As we all weather COVID-19, we’re probably all experiencing some anxiety and frustration with the situation. Personally, I wonder what will actually recover and what won’t. Will people be locked down again this fall? What are the long-term consequences of all this? As a shooter and reloader, it leads me to wonder what supply disruption could or will happen. Allow me to offer some suggestions on essentials to have stashed for all the “what ifs.”
Before I start, let me say that I’m not talking about you needing to have 100,000 rounds of ammunition stockpiled. Sure, I have a reasonable stash of ammo, but I figure that much beyond a couple thousand rounds for several essential calibers probably wouldn’t survive the fight or my future range use anyways. (My wife won’t sit still for me trying to stuff much more ammo under the beds either. What you need to do is take a critical look at having some inventory of essential and flexible reloading supplies to keep your core guns running for a while.

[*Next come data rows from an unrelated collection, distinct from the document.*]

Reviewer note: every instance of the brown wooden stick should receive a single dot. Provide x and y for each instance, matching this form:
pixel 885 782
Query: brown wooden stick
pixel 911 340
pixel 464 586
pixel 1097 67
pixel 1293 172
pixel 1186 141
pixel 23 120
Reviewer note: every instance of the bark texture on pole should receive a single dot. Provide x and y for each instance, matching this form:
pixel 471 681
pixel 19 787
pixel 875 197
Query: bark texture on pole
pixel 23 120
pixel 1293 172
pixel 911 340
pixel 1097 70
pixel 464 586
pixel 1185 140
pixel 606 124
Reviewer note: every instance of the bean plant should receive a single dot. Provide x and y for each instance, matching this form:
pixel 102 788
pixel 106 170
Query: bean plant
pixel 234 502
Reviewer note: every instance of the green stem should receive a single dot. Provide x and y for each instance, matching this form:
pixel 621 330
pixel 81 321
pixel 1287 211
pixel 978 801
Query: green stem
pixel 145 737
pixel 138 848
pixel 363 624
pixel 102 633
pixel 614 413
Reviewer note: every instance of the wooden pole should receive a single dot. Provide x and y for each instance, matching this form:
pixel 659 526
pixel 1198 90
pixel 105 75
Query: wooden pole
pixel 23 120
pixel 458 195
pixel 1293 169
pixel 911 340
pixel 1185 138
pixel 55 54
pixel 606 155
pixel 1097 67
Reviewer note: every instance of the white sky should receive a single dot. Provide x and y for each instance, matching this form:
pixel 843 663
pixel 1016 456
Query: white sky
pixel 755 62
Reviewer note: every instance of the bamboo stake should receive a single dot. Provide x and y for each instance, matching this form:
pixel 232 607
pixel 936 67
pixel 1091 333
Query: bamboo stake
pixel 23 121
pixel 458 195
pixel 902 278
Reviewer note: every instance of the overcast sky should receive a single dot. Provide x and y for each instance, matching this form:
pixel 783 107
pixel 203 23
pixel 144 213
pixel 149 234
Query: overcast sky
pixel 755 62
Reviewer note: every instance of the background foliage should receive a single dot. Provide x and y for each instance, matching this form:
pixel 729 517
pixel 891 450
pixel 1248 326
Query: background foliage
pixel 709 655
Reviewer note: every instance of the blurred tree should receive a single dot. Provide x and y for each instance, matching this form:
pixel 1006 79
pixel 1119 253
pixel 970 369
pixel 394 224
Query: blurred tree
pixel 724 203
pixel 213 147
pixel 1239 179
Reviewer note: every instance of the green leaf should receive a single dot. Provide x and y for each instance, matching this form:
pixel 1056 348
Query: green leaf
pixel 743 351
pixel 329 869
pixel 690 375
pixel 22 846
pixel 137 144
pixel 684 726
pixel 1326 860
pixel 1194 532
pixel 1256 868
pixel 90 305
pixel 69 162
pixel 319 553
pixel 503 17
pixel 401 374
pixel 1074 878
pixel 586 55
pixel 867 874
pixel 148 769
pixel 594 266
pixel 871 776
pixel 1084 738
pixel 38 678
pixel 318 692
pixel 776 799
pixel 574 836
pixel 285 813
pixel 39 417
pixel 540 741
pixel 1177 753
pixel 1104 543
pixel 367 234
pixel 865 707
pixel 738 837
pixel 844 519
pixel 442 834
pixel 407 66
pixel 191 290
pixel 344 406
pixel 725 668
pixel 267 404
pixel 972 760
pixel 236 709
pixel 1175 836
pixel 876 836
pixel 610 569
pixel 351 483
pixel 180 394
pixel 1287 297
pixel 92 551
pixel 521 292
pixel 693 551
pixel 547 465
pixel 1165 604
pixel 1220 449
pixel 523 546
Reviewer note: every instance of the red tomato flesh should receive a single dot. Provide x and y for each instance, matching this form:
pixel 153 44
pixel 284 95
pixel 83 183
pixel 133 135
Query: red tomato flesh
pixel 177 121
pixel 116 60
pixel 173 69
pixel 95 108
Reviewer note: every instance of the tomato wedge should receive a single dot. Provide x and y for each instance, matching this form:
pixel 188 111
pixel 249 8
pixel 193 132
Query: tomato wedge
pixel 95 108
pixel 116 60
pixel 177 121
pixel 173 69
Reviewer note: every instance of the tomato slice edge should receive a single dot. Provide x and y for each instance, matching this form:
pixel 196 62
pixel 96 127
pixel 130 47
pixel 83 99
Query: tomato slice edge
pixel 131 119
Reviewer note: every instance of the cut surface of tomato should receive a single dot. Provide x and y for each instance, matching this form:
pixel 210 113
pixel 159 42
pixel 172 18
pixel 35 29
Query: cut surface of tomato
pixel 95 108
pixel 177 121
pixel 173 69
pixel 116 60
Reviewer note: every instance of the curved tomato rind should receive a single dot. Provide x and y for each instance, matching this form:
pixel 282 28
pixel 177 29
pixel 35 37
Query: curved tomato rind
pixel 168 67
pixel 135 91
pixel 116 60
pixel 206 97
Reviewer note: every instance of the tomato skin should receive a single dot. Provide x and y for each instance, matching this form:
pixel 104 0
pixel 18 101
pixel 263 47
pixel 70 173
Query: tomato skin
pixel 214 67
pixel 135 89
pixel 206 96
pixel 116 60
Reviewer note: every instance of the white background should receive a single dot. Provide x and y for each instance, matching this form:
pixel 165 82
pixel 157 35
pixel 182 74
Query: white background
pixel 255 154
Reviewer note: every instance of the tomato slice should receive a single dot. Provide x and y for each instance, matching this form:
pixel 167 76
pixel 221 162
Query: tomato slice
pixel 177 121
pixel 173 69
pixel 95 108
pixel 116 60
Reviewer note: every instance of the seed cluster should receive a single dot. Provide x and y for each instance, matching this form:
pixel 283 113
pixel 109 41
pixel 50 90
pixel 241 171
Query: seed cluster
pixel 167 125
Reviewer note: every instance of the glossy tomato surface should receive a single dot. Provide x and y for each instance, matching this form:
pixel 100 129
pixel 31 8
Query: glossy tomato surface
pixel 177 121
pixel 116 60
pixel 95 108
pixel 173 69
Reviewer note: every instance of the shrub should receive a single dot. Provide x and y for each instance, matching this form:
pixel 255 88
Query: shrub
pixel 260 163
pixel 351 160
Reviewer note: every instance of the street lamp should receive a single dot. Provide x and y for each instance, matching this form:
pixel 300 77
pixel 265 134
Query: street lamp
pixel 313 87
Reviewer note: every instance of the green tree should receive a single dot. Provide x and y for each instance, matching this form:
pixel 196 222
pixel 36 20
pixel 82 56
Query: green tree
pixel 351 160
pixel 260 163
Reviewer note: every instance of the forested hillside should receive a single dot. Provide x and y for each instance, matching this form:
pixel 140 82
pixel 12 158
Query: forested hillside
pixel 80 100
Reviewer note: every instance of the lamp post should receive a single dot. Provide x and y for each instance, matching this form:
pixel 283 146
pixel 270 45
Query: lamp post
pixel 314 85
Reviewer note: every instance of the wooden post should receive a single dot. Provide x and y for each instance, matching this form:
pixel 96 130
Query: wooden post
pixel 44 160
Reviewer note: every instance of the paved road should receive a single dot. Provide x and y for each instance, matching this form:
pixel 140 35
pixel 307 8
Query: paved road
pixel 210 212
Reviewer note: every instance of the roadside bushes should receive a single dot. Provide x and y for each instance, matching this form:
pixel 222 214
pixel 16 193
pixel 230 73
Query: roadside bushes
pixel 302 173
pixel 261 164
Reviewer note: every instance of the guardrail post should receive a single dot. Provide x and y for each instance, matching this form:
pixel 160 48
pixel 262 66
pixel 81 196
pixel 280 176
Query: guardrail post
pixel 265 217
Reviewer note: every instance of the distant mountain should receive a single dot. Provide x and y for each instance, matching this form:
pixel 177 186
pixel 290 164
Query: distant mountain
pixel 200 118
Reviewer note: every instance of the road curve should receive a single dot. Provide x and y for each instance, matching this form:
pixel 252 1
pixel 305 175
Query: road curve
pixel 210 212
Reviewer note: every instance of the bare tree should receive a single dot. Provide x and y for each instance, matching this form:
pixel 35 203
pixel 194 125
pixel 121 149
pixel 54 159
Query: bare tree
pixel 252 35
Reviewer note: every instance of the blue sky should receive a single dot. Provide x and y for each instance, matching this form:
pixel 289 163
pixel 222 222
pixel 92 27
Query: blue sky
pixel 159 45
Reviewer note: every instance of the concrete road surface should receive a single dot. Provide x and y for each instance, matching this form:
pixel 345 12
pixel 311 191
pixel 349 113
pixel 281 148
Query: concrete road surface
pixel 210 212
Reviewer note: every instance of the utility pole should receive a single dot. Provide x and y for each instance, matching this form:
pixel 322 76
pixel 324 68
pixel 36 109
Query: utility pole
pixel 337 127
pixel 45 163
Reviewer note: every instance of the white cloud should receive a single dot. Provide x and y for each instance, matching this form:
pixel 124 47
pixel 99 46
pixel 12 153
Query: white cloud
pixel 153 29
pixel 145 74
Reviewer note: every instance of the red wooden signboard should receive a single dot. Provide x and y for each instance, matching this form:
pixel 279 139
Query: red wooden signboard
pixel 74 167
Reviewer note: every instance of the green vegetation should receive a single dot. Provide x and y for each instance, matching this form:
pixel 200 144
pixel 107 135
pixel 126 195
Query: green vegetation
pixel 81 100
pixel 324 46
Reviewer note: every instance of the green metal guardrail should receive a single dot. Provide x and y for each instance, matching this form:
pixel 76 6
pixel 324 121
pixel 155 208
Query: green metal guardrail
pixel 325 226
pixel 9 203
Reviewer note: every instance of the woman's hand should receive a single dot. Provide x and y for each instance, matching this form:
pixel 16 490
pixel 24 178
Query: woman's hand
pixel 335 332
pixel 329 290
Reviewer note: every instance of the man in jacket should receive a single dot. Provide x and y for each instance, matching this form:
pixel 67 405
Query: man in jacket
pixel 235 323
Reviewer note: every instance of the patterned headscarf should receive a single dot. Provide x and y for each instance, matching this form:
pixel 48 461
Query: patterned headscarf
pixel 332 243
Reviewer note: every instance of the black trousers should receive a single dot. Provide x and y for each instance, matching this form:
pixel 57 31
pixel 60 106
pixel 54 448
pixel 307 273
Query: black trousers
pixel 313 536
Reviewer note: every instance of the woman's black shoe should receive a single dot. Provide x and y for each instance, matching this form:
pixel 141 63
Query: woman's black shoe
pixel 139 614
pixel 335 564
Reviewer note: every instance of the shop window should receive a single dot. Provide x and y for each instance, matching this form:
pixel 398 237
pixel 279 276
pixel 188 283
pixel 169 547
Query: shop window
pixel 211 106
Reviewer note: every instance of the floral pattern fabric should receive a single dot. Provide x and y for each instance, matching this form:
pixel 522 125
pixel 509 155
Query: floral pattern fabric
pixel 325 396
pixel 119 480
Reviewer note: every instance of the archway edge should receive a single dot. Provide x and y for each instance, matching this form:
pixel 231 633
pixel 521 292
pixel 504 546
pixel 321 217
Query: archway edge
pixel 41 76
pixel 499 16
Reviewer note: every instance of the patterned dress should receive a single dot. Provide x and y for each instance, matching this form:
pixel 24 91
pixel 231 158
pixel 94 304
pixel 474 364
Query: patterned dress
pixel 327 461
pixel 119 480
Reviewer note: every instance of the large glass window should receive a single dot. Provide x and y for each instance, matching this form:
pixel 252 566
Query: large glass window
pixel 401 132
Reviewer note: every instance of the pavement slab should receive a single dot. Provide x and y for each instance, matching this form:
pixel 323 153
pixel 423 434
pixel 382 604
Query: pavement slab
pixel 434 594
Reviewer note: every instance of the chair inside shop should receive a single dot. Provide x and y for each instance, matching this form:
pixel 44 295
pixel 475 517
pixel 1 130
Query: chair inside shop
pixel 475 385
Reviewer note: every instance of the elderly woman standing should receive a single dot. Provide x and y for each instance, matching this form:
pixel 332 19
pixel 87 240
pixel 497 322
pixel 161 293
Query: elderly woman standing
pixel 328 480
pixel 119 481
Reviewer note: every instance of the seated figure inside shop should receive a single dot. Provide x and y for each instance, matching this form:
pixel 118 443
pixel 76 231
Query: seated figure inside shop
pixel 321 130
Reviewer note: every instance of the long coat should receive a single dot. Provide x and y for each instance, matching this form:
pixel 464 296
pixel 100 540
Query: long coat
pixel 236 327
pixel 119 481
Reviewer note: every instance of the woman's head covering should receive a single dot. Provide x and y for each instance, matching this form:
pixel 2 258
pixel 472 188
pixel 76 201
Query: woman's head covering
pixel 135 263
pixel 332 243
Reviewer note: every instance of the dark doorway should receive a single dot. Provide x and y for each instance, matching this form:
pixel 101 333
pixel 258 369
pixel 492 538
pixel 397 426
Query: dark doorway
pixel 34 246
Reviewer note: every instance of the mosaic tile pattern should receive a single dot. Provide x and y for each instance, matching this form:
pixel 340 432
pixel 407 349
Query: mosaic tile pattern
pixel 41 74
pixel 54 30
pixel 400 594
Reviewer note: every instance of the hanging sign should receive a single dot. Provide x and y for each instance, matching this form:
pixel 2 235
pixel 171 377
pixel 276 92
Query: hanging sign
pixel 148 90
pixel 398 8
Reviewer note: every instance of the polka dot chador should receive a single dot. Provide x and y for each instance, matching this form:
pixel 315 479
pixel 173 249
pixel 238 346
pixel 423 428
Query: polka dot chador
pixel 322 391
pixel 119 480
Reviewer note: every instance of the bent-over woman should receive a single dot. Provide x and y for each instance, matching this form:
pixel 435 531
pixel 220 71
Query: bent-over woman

First, narrow down what you are going to try and keep shooting. You probably want to plink, hunting with rifle this fall, have a pet handgun well fed. Most of us probably have a firearm chambered in .223 Remington/5.56 NATO, .308 Winchester/7.62 NATO, .30-’06 Springfield and 9mm. So, what is the minimum one should have on the shelf to keep these caliber firearms shooting? The first recommendation I’d offer is to start collecting extra cases for each of these calibers. Either purchase cases or start being one of those who pick up their own brass at the range (and be sure to pick up what other people leave on the range). I call it “Going dumpster diving with a brass bucket.”
Put up a supply of a selection of primers to keep your basic calibers going. I wouldn’t normally offer this up, but in a pinch, small pistol primers can be used as a small rifle primer and large pistol primers can be used as a large rifle primer. The pistol primers are slightly shorter than the comparable rifle primers and have slightly thinner cups. If you are forced to do this these primers will seat noticeably deeper. If you do this, do not use them with really slow powders and keep your loads in the middle of the charge-weight range. Don’t push the pressures!
There are several very flexible propellant choices you can make for both handgun and rifle propellants. Hodgdon Varget and Alliant RL-15 both work well in a wide range of rifle cartridges from .223 Rem. to .30-’06. Alliant Bullseye 86 and Power Pistol have application from 9mm to .45 ACP. There are other choices in these speed ranges, also; I’m just trying to offer some suggestions here. You get the idea. Look at several reloading guides and choose a rifle and pistol propellant that will cover your range of core cartridges you want to keep going and then buy some bullets in weights that will work with these propellants in your calibers of choice. By doing this you can purchase and stock up on a minimum of components and keep shooting if things get really tight.